The Unknown Critic
“I don’t want to say he’s obsessed,” says Gerald Etter, the former Inquirer food editor who hired LaBan, “but Craig takes his anonymity very seriously.” LaBan e-mailed me his unlisted home phone number one day, but asked that I delete the number after dialing it. He does not attend parties where media or restaurant people might be present. He has other people make reservations for him using their own names. When he goes out to eat, he has his dining companions call him by an alias. He has several credit cards under names other than his.
WHYY radio host Marty Moss-Coane tells a story about how, two years ago, she booked author Salman Rushdie, the man who had lived under a fatwa — under pain of death — and who for years had feared for his life. He knew a thing or two about anonymity, but he breezed in the front door, signed his name in the visitors’ register for anyone to see, and sat near the window, visible to passers-by. Two months later, Moss-Coane had LaBan on. He came into the waiting area wearing a box on his head, with two holes cut out for his eyes. He had come in the back door and insisted that the windows be papered over for his visit. The box, LaBan notes, was suggested by an ’HYY security guard.
All the spycraft may seem a bit much, but in his previous job, as food critic for the New Orleans Times-Picayune, LaBan faced several instances of counterespionage. Once, he answered the doorbell to a bulb-flash and the receding image of a photographer scurrying away. Celebrity chef Emeril Lagasse was rumored to have hired a private investigator to get a picture of him. In Philadelphia, many restaurateurs have gotten their hands on copies of a private photograph from LaBan’s wedding. (He’s heard rumors it was filched from his trash by a waiter who used to be his neighbor.) And as serious as LaBan is about staying incognito, he is otherwise quite laid-back and outgoing.
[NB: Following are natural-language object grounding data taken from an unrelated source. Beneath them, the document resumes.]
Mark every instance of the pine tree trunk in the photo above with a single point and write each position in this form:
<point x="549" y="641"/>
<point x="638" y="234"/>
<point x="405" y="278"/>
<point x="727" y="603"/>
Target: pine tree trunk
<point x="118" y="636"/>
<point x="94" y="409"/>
The rationale for anonymity boils down to the Heisenberg principle: Things change when they are observed. In her recent memoir, Mimi Sheraton, the former Times critic, enumerates the ways in which a restaurant hip to the presence of a critic can game the system — cooking two versions of everything in order to choose the better one, selecting the most elegant vegetables and cuts of fish, giving the sauce extra attention, assigning a dedicated server to the critic’s table. Ironically, LaBan, who is as rigorous as any critic about preserving anonymity, maintains there is little a restaurant can do to appear better than it is. “You’d be shocked by how often I’ve had crappy food or service at places where they recognized me,” he says.